Your post says she is hitting and kicking the dog, you do know that is also known as attacking? Disgusting behaviour and the fact that you are back tracking makes me think that you have lost control. Your poor dog, at least you and your husband can do something about it, your poor dog can’t. Definitely think you need parenting classes.

HailAdrian · 02/09/2022 00:20

Sge995 · 01/09/2022 22:31

If someone raised their hand to my son. Family member or not. I’d be In jail.

Sure you would.

HailAdrian · 02/09/2022 00:21

Coping with a violent child is really hard work and fyi parenting courses can be really helpful, if only to chat to other parents in the same boat.

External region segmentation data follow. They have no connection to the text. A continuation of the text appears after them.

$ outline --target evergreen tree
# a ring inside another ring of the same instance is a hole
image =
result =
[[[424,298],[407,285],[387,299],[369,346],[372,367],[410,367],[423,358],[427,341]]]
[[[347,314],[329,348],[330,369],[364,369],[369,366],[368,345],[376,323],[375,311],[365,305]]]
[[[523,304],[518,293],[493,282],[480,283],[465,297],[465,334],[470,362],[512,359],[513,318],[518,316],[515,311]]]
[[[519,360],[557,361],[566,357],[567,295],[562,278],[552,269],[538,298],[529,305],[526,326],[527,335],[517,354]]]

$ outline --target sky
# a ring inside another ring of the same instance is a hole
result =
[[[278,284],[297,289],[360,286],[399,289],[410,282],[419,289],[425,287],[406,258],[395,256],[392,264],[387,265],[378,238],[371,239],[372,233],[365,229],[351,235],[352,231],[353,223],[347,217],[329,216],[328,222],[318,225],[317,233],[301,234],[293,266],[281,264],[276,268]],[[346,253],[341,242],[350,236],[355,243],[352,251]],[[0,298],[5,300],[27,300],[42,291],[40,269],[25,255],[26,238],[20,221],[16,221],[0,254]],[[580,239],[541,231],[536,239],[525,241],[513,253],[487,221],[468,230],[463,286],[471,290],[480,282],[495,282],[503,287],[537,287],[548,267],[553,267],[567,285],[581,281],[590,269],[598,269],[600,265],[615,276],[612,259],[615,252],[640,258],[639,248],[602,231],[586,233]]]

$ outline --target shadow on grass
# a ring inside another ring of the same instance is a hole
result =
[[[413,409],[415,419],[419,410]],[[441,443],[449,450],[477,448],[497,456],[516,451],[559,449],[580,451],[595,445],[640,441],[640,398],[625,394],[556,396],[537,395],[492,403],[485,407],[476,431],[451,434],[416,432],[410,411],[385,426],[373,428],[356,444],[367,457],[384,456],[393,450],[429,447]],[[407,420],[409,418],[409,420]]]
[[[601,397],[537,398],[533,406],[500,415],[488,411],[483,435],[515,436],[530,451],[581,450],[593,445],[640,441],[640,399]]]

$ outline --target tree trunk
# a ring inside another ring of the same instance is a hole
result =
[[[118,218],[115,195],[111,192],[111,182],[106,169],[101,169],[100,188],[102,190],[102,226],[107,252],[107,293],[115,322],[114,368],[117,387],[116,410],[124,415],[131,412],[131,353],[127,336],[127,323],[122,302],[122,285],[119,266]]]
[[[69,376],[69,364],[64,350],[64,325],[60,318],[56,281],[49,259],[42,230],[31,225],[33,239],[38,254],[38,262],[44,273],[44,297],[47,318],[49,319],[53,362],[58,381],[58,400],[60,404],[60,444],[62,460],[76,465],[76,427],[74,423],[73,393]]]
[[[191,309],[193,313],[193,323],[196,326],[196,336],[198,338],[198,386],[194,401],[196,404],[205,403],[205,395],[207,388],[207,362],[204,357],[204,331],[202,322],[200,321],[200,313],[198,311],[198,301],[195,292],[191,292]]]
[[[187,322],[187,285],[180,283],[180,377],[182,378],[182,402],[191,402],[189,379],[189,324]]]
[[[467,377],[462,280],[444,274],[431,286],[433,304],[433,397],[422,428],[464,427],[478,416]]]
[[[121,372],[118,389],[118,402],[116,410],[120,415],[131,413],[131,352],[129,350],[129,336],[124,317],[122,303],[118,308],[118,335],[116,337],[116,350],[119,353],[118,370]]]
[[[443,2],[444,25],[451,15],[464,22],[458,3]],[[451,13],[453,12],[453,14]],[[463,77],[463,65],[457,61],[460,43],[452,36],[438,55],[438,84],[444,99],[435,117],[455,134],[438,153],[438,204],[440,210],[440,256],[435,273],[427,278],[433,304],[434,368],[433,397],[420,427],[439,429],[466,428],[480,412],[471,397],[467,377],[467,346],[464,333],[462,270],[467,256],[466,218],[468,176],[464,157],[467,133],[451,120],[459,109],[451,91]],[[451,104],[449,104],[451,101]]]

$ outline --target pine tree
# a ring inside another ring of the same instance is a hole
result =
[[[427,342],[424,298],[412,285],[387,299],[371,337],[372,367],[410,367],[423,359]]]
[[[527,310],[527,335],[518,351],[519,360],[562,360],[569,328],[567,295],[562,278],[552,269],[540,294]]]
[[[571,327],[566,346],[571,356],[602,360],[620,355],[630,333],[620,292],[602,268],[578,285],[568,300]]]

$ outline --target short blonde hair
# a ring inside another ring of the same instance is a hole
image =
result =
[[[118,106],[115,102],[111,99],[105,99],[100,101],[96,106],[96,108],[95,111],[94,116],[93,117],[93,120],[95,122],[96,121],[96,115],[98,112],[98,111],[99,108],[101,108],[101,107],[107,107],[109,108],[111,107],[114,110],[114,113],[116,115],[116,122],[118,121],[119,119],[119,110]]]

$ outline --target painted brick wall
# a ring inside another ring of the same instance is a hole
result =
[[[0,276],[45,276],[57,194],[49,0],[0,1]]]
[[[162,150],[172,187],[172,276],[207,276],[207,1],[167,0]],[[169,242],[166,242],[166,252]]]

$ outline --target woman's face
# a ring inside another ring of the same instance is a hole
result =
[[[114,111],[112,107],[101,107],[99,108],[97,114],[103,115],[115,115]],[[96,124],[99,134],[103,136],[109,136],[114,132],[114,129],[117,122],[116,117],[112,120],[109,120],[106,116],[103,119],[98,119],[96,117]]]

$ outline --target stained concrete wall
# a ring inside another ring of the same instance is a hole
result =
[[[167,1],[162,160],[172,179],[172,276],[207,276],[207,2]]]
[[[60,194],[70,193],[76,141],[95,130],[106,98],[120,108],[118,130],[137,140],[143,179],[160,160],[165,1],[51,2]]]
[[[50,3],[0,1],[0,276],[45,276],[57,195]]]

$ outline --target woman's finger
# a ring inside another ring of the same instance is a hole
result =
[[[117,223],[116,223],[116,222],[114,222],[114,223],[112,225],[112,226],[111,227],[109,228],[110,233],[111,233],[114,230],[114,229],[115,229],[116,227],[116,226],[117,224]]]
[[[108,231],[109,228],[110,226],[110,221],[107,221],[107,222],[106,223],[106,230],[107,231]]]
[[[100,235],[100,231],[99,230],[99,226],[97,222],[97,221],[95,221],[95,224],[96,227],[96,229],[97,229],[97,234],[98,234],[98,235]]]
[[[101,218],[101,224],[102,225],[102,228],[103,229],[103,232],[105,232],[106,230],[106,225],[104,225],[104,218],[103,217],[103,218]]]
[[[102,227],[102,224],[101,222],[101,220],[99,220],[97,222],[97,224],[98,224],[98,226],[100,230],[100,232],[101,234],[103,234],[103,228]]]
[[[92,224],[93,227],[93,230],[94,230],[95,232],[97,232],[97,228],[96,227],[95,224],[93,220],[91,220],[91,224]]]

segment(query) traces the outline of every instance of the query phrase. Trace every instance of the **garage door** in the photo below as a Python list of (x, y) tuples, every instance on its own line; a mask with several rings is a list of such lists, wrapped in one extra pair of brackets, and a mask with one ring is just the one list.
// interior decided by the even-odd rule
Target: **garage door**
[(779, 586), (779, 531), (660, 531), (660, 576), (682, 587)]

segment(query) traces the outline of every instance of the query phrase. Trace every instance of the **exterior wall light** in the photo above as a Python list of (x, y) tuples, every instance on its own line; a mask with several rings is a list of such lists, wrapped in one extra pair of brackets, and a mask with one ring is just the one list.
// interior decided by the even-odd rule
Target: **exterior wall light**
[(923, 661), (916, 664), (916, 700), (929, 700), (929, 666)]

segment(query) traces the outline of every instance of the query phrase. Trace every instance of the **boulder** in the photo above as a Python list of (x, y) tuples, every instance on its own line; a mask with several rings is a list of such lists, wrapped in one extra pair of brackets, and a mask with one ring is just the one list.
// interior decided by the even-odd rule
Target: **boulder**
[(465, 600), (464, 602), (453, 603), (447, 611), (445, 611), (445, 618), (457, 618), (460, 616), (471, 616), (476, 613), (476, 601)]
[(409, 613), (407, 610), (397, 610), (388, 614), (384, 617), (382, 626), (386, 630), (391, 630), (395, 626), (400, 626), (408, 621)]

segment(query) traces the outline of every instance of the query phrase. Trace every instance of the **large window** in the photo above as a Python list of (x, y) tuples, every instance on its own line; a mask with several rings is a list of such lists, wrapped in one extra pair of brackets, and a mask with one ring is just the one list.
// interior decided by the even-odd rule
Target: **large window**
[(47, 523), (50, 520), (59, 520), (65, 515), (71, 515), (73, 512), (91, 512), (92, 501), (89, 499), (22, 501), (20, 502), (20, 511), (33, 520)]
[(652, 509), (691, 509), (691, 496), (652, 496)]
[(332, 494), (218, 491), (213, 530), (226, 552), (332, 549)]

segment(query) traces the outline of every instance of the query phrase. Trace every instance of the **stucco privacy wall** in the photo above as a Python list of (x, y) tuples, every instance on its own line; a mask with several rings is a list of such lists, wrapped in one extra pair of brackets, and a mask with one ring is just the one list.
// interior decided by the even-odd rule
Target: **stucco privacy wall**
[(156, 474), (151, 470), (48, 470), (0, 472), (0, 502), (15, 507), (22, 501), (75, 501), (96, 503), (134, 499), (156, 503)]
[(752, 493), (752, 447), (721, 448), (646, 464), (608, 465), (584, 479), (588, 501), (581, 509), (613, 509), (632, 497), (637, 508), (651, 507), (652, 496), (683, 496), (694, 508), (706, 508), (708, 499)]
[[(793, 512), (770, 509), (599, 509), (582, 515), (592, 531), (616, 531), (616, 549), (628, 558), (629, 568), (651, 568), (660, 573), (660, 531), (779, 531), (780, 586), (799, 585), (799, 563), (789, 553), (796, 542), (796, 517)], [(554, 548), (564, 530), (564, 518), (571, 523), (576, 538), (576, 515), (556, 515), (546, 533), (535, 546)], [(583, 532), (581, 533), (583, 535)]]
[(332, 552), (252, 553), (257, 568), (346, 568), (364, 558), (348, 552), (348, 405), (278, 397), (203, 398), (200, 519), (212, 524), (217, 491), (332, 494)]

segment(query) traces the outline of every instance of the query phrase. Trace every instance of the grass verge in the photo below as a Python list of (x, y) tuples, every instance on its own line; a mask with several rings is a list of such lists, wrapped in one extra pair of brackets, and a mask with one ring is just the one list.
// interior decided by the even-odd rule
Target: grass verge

Greenwichresident · 02/09/2022 00:38

@Alljustfeelsabitsad ah I totally empathise, and just wanted to offer a virtual handhold- it sounds really tough. But it sounds like you're doing all the right things. I would also definitely speak to a GP to rule out PANDAS. My DS (age 3) struggles to manage his emotions, and I remember my nephew being pretty similar to your DD. Biting, hitting etc. School was a complete game changer for him- he'd been to nursery, but I think the structure of the school day alongside watching his peers more closely helped him to learn to manage feelings and emotions. He made a complete 180.

Also just want to say how well you've handled some of the comments on here. I think you've had a pretty hard time on this thread- a couple of the comments have been really judgemental and clearly haven't read your responses properly. And I say that as someone with a much loved dog.